Booka Shade follow this up with their breakout hit ‘Body Language’, and maintain the momentum by packing the set with songs from their genre splicing tech house album ‘Movements’. The deep house influenced moments of ‘The Sun and the Neon Light’ were for the most part set aside in favour of maintaining the tempo of the rabid spectators. However they could scarcely afford to omit ‘Charlotte’ from their set and as expected the audience went wild at its introduction, while ‘Trespass 06’ kicked the set into its high gear final act.

Several songs where the drums may have been a bit more restrained on their album find themselves imbued with far more percussive energy by Arno Kammermeier. This was doubly energising for those present, not only do the songs feel more driven but the animation on the part of the band is infectious. Walter Merziger later defied the audience to show him just how mental they can get from behind his immense sampler array. This competition built into an incredible set climax, with the inimitable ‘In White Rooms’ providing just the kind of epic curtain call that this powerful performance demanded.

Kammermeier and Merziger were clearly impressed by just how crazy the crowd went for their music, and as a reward treated them to a double encore.
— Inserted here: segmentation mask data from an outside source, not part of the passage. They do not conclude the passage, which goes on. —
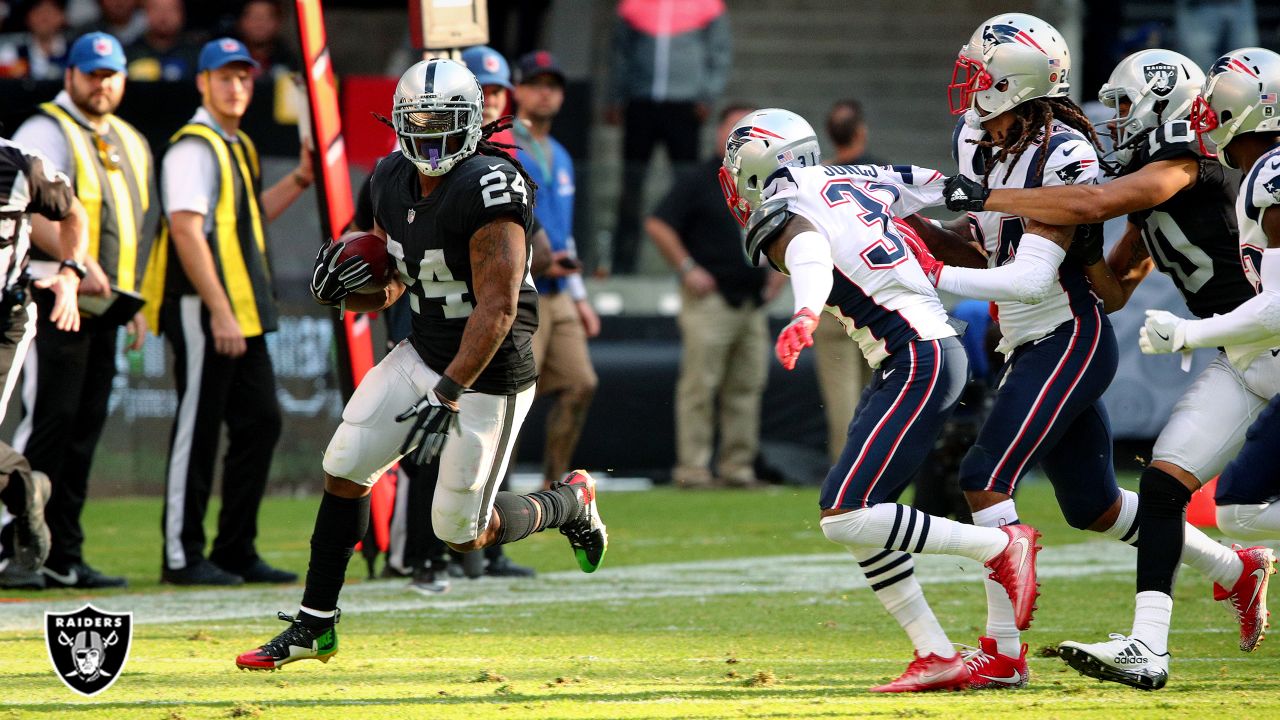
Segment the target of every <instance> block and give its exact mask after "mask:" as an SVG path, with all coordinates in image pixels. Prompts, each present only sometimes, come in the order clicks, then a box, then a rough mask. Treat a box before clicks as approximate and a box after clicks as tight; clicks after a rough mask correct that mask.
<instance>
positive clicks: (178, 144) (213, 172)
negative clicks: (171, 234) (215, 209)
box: [160, 137, 218, 218]
mask: <svg viewBox="0 0 1280 720" xmlns="http://www.w3.org/2000/svg"><path fill="white" fill-rule="evenodd" d="M214 163H215V160H214V150H212V149H211V147H209V145H207V143H206V142H205V141H202V140H200V138H196V137H184V138H182V140H179V141H178V142H175V143H174V145H173V147H170V149H169V151H168V152H165V156H164V161H163V163H161V164H160V192H161V193H163V196H164V210H165V213H166V214H168V215H169V217H170V218H172V217H173V214H174V213H178V211H183V210H184V211H188V213H196V214H198V215H205V218H209V215H210V213H211V211H212V208H214V199H215V197H216V196H218V187H216V186H218V169H216V167H215V165H214Z"/></svg>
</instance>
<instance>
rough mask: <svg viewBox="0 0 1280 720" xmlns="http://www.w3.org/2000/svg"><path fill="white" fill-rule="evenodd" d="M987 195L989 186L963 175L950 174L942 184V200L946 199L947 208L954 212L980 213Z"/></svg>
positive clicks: (985, 204) (988, 189)
mask: <svg viewBox="0 0 1280 720" xmlns="http://www.w3.org/2000/svg"><path fill="white" fill-rule="evenodd" d="M989 195H991V190H989V188H986V187H983V186H982V183H980V182H978V181H975V179H969V178H966V177H964V176H952V177H950V178H947V183H946V184H945V186H942V200H943V201H946V204H947V210H951V211H954V213H980V211H982V210H983V208H986V206H987V197H988V196H989Z"/></svg>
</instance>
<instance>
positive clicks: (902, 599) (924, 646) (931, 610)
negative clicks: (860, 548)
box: [850, 550, 956, 657]
mask: <svg viewBox="0 0 1280 720" xmlns="http://www.w3.org/2000/svg"><path fill="white" fill-rule="evenodd" d="M850 552H851V553H852V555H854V559H855V560H858V565H859V566H860V568H861V569H863V574H864V575H867V582H868V584H870V587H872V591H873V592H874V593H876V597H877V598H879V601H881V605H883V606H884V610H887V611H888V614H890V615H892V616H893V619H895V620H897V624H899V625H901V626H902V629H904V630H906V635H908V637H909V638H910V639H911V646H913V647H915V651H916V652H918V653H920V656H922V657H923V656H927V655H931V653H934V655H937V656H938V657H952V656H954V655H955V653H956V651H955V647H954V646H952V644H951V641H950V639H947V633H946V632H945V630H943V629H942V625H940V624H938V619H937V618H936V616H934V615H933V610H932V609H931V607H929V603H928V601H925V600H924V591H922V589H920V583H919V582H918V580H916V579H915V564H914V562H913V561H911V556H910V555H908V553H905V552H901V551H896V550H850Z"/></svg>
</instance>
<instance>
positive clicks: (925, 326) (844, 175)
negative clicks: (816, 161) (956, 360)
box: [764, 165, 956, 368]
mask: <svg viewBox="0 0 1280 720" xmlns="http://www.w3.org/2000/svg"><path fill="white" fill-rule="evenodd" d="M943 182H945V178H943V177H942V173H940V172H937V170H929V169H924V168H916V167H913V165H892V167H890V165H826V167H815V168H783V169H782V170H781V172H780V173H776V174H774V176H773V179H772V181H771V182H769V184H768V187H765V190H764V199H765V200H769V199H785V200H786V201H787V209H788V210H790V211H792V213H795V214H796V215H800V217H803V218H804V219H806V220H809V222H810V223H812V224H813V225H814V227H815V228H818V232H820V233H822V234H823V236H824V237H826V238H827V242H829V243H831V255H832V260H833V261H835V268H833V270H832V273H833V284H832V287H831V295H829V296H828V297H827V304H826V306H824V310H826V311H827V313H831V314H832V315H835V316H836V318H837V319H838V320H840V323H841V325H844V327H845V331H846V332H847V333H849V336H850V337H851V338H854V341H856V342H858V346H859V347H860V348H861V351H863V355H864V356H865V357H867V363H868V364H869V365H870V366H872V368H878V366H879V364H881V363H882V361H883V360H884V359H886V357H888V356H890V355H892V354H893V352H897V351H899V350H901V348H902V347H905V346H906V345H908V343H909V342H911V341H914V340H916V338H919V340H938V338H943V337H952V336H955V334H956V331H955V329H954V328H952V327H951V325H950V324H948V323H947V313H946V310H945V309H943V307H942V302H941V301H940V300H938V295H937V291H936V290H934V287H933V284H932V283H931V282H929V281H928V278H925V277H924V270H922V269H920V265H919V263H916V261H915V255H913V254H911V250H910V247H908V245H906V243H905V242H904V241H902V238H901V236H900V234H899V229H897V227H896V225H895V224H893V218H895V217H897V218H901V217H906V215H911V214H914V213H915V211H918V210H920V209H922V208H928V206H933V205H941V204H942V184H943Z"/></svg>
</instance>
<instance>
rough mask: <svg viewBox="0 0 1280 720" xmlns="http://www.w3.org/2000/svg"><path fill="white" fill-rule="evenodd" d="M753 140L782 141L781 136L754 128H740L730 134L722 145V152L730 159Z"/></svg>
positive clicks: (769, 132) (779, 135)
mask: <svg viewBox="0 0 1280 720" xmlns="http://www.w3.org/2000/svg"><path fill="white" fill-rule="evenodd" d="M753 140H765V141H768V140H782V136H781V135H777V133H773V132H769V131H767V129H764V128H759V127H755V126H746V127H741V128H737V129H735V131H733V132H732V133H730V136H728V142H726V143H724V152H726V154H727V155H728V156H731V158H732V156H735V155H737V151H739V150H740V149H741V147H742V146H744V145H746V143H748V142H750V141H753Z"/></svg>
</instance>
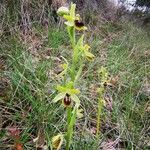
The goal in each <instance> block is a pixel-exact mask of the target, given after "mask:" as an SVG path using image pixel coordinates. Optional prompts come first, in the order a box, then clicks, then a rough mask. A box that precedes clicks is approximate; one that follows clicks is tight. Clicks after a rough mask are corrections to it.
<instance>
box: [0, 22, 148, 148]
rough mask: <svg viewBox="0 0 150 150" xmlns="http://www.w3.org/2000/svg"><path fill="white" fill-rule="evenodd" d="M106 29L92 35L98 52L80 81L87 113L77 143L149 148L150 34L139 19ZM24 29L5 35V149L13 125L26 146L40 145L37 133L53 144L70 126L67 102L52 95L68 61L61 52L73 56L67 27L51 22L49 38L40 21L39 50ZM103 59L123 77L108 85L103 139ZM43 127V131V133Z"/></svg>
mask: <svg viewBox="0 0 150 150" xmlns="http://www.w3.org/2000/svg"><path fill="white" fill-rule="evenodd" d="M35 29H36V28H35ZM103 30H104V31H101V30H98V32H97V33H94V31H93V35H94V37H93V38H92V40H89V42H90V44H91V47H92V51H93V52H94V54H95V56H96V58H95V61H94V62H93V63H87V67H85V68H84V70H83V75H82V77H81V78H80V80H79V82H78V86H79V88H80V90H81V94H80V99H81V104H82V108H83V109H84V117H83V118H81V119H79V120H78V121H77V124H76V127H75V134H74V138H73V143H72V147H71V149H74V150H77V149H84V150H90V149H91V148H92V149H95V150H97V149H100V147H102V145H103V144H104V142H107V141H108V140H112V141H115V140H116V147H121V146H122V147H124V148H125V149H127V150H130V149H139V150H140V149H143V150H146V149H148V146H147V144H146V142H147V141H148V128H149V116H148V112H147V108H148V106H149V95H147V91H145V90H144V86H146V80H147V81H148V80H149V76H150V61H149V60H150V59H149V58H150V54H147V55H146V52H148V50H149V49H150V37H148V36H147V35H146V33H145V31H144V30H142V29H140V28H138V27H136V26H135V25H133V24H129V25H127V24H125V25H122V28H121V29H120V28H119V29H118V28H115V26H113V25H111V24H109V25H107V24H106V26H105V27H104V28H103ZM105 30H106V31H105ZM19 32H20V31H19V30H18V32H16V33H15V34H11V35H9V36H7V37H3V38H2V39H1V41H0V56H5V57H6V60H5V61H6V66H7V67H6V69H5V70H1V74H0V75H1V76H2V77H3V78H8V80H9V82H8V84H9V86H8V87H7V88H6V89H5V94H4V95H3V96H1V97H0V113H1V115H2V123H1V126H0V127H2V129H1V130H0V149H8V147H10V146H9V145H13V140H11V138H10V136H9V135H8V131H7V128H8V127H13V126H16V127H18V128H19V129H20V131H21V134H20V136H21V139H20V140H21V142H22V143H23V145H24V149H32V150H33V149H36V144H35V143H33V139H35V138H36V137H37V136H40V137H42V138H43V136H44V138H45V141H46V145H48V146H49V147H50V148H51V138H52V137H53V136H54V135H55V134H57V133H59V132H62V133H64V132H65V131H66V114H64V112H65V111H64V108H63V106H61V105H60V103H58V104H53V103H52V102H51V100H52V99H53V98H54V96H55V94H56V93H55V86H56V85H57V84H58V83H59V80H58V79H56V78H55V73H56V72H57V70H58V68H59V65H60V64H61V63H62V60H61V56H64V57H65V58H67V59H69V58H70V47H69V45H68V37H67V34H66V32H65V31H64V30H62V29H59V30H58V29H55V28H53V29H51V28H50V29H49V31H48V33H46V40H45V39H43V38H42V37H43V34H44V32H45V31H44V29H43V28H41V27H38V28H37V30H36V32H38V35H37V36H38V38H40V40H41V41H42V42H43V44H42V46H41V47H40V48H37V49H35V51H36V52H35V51H32V50H33V49H29V45H28V43H27V44H26V43H23V41H22V40H21V39H20V34H19ZM103 32H107V33H109V38H111V40H110V39H109V38H108V36H106V35H102V34H103ZM89 34H92V32H91V33H89ZM31 44H32V43H31ZM47 48H50V49H51V50H50V54H47ZM33 52H34V54H37V55H34V54H33ZM49 56H50V57H49ZM102 65H104V66H105V67H107V69H108V71H109V73H110V75H111V76H112V77H115V76H119V80H118V82H117V84H116V86H115V87H114V88H108V90H107V94H108V95H109V97H110V98H112V99H113V106H112V111H110V110H109V109H108V107H106V108H105V109H104V112H103V114H102V126H101V136H100V138H99V141H98V144H97V141H96V138H95V135H94V133H93V132H94V131H93V130H95V128H96V122H95V121H96V115H95V114H96V107H97V95H96V93H95V90H94V88H96V87H97V86H98V85H99V80H98V75H97V70H98V69H99V68H100V67H101V66H102ZM149 88H150V87H149ZM147 90H148V89H147ZM39 131H42V132H40V134H39ZM41 133H42V134H41ZM44 138H43V139H44ZM117 139H118V140H117ZM107 143H108V142H107ZM105 145H106V144H105ZM63 146H64V145H63ZM98 147H99V148H98Z"/></svg>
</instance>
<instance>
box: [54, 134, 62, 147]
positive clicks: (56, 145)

This featured less well known numbers but everyone in the arena was more than happy just to keep the energy going, which is just about as reliable a gauge one can get on the strength of a gig.

Booka Shade provided all the nuance, atmosphere and intensity it is possible to achieve within electronic music and tethered it to the energy and fervour of a live musical performance. It’s an intoxicating combination, and one that the uninitiated should seek out should they grace our capital again.